Editor’s Note: Today, as you read Genesis 16:7-15 and Psalm 27:11-14 or take a listen as part of Day 2 for Believing God in Unwanted Circumstances, we hope this reflection piece from Jasmine Timm encourages you.
By Jasmine Timm
In the last six months, we have seen a lot of unfortunate stories. Whether we have experienced them personally or read of them in our news cycle, we are bombarded with stories of undesirable, even devastating, circumstances. In moments of crisis, we begin to feel as if all of this is too overwhelming, that this is new, and we fear we will be left alone to crumble under the weight of our suffering. However, “there is nothing new under the sun” (Ecclesiastes 1:9), and the Bible itself is full of unfortunate stories of people with unwanted circumstances.
Before we get very far in our Bibles, we read the story of Hagar in Genesis 16. She was a slave girl from Egypt, who through no fault of her own, ended up as a surrogate mother for the family she lived with. Sarai, her mistress, chose this for Hagar, and before she knew it, Hagar was sleeping with her master Abram to produce a child for him. As we may have guessed, this did not turn out well for anyone. Hagar begins to have contempt for Sarai, and Sarai begins to have contempt for Hagar, demanding that Abram send the pregnant maid away.
After enough poor treatment from Sarai, a pregnant Hagar flees and finds herself alone in the middle of the wilderness. Things look bleak for Hagar. But the story takes a different twist: God shows up and finds her. As He engages her, God does not ignore the state Hagar is in. He acknowledges her as “Hagar, servant of Sarai.” I imagine the last thing Hagar wanted to hear in this moment was the name of her mistress, who had treated her so poorly. But God does not overlook the situation Hagar finds herself in. Rather, He meets her in the midst of her unwelcome circumstance.
Like Hagar, we often wish we could brush away our circumstances, pretending to be someone else with a different life than the one we currently have. However, we know life doesn’t work like that, and thankfully, neither does our God. What we see Him do with Hagar, He does with us. More often than not, God does not blot away our circumstance but enters into it with us. He calls us to face the situation for what it is, but does not demand that we do it alone. He sees us, and this can give us the confidence we need to face the circumstance at hand. We are not left alone to suffer.
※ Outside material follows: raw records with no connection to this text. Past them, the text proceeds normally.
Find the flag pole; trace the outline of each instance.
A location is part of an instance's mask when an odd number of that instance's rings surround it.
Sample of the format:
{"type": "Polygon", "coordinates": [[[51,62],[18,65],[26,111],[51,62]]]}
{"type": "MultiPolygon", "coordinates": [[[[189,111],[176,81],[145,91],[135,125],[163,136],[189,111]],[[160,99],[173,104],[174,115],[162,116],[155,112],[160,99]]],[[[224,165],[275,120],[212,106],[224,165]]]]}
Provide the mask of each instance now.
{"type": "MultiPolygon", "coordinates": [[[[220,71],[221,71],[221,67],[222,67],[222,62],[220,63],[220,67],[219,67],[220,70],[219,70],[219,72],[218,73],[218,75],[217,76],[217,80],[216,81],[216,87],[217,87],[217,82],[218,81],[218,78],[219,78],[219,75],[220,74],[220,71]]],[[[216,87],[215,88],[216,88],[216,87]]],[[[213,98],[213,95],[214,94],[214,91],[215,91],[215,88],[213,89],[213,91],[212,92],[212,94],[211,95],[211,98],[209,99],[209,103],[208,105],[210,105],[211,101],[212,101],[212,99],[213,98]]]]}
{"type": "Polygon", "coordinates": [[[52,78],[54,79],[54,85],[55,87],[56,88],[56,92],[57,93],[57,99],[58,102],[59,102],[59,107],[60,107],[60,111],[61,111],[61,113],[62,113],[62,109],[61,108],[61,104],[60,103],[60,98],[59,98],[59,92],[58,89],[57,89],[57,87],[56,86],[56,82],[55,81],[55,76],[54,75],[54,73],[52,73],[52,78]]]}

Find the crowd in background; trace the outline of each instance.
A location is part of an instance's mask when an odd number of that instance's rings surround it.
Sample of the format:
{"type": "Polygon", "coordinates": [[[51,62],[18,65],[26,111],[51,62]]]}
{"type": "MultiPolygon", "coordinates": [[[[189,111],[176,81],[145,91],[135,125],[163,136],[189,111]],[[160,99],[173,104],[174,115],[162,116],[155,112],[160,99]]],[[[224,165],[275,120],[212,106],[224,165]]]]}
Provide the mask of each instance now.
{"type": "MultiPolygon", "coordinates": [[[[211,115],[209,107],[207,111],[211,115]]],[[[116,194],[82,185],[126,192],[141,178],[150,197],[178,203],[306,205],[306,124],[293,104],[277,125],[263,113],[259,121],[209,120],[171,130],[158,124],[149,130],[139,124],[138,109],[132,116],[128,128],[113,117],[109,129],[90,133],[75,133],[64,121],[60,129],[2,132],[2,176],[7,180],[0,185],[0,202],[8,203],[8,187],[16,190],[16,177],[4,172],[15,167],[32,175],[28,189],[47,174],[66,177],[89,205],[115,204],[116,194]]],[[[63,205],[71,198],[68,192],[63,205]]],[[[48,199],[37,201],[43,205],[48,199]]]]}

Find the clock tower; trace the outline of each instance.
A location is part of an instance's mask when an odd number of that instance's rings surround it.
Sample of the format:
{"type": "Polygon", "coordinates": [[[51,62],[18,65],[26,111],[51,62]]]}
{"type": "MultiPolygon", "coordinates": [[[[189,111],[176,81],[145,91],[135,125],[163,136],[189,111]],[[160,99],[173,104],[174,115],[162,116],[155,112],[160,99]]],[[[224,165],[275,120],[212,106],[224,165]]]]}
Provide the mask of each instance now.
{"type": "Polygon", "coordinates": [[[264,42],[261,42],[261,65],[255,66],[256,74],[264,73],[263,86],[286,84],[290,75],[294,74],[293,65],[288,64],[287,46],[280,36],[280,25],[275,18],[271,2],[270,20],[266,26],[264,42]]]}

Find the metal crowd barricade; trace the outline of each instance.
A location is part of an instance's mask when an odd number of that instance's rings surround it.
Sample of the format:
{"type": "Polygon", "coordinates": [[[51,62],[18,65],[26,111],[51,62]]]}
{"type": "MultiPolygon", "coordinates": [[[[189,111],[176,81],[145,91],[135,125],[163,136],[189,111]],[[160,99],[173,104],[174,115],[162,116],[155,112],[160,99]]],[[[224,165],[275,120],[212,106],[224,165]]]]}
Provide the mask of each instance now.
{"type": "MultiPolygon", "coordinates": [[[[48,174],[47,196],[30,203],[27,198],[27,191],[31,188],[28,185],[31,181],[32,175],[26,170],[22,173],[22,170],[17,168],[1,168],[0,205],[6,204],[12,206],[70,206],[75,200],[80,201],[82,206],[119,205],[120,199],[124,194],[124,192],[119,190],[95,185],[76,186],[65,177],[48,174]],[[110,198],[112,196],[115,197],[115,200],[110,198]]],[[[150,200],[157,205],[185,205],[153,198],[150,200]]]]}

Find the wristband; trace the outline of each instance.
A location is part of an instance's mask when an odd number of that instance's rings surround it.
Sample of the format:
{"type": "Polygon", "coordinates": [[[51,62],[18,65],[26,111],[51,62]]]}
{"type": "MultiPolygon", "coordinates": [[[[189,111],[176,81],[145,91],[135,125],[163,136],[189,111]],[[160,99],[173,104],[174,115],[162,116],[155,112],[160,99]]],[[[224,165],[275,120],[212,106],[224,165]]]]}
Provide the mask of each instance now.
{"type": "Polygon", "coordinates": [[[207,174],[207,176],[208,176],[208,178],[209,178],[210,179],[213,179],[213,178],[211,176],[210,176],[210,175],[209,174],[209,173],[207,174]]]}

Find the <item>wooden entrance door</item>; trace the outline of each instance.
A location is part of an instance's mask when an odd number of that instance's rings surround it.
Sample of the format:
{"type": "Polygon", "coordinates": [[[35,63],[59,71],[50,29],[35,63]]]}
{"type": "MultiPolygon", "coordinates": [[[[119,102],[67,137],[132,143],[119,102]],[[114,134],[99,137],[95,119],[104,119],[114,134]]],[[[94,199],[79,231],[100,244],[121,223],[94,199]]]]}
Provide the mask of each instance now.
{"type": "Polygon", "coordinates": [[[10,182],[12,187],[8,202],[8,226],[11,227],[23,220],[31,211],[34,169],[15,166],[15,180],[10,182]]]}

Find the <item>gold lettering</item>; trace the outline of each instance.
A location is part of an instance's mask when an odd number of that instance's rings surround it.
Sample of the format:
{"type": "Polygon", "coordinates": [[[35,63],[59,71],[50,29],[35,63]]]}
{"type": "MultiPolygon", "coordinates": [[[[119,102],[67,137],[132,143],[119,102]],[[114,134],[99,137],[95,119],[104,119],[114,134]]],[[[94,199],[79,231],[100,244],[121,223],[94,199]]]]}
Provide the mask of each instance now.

In this account, we see that it is God who finds Hagar (16:7), not the reverse. Although He knows exactly where she is coming from and where she is going, He calls out to her gently, “Where have you come from and where are you going?” It is not just that He sees her circumstance, but He sees her. He cares about her. He is genuinely concerned about Hagar, servant of Sarai. Not because she is Sarai’s servant, or a wife of Abram, but because she is an image-bearer whom He formed and whom He loves. He listens to her affliction (Genesis 16:11) and provides for her.
After recognizing that she has seen the God who sees her, we read of a Hagar who is somehow now courageous enough to go back to a horrible situation in which she is a second-class slave woman, living under the harsh care of her mistress and her husband, who also happens to be the father of her own child. We don’t see her return begrudgingly, but willingly. Why? Because she has seen the One who looks after her. She knows she is not alone, but is fully seen and still loved.
In Hagar’s story, we learn of a God who both sees and hears. We see a God who has immense mercy on the downtrodden. Certainly Hagar did not ask for her situation, and given that we know God planned for Sarai to be the one who would give birth to Abraham’s heir, we can surmise God also did not want this for Hagar. This was a plan crafted by Sarai, not God. And yet we see a God who, despite not wanting this to happen, allows it to be so and shows mercy to Hagar. God can both desire something not to happen (i.e. Hagar’s circumstance) and even be grieved by it, and still mercifully intervene in the situation He permits to happen. It is a mystery to us why He allows certain circumstances to unfold, but one thing is without question: God sees, He hears, and He bends down to show mercy.
As we read on, we will find that Hagar’s circumstances don’t change, but neither does her God. She continues as a servant, and we will see that there remains much difficulty for Hagar in her future, but one thing is different for her. She now knows that God sees and hears her, and this changes everything. We won’t hear about Hagar for another fourteen years until her story picks up in Genesis 21, but we know that the God who sees and hears her certainly will not cease in His mercy. God sees Hagar, and although much time elapses between Genesis 16 and 21, the reader does not have to wait long and will soon find out that He is not finished with her yet.
God has not changed since the days of Hagar, and we can confidently call Him the God who sees us. Just as He did not leave Hagar, He does not leave us alone to deal with hard circumstances. Perhaps in seeing this God who sees, we will gain the courage necessary to remain faithful where He has called us.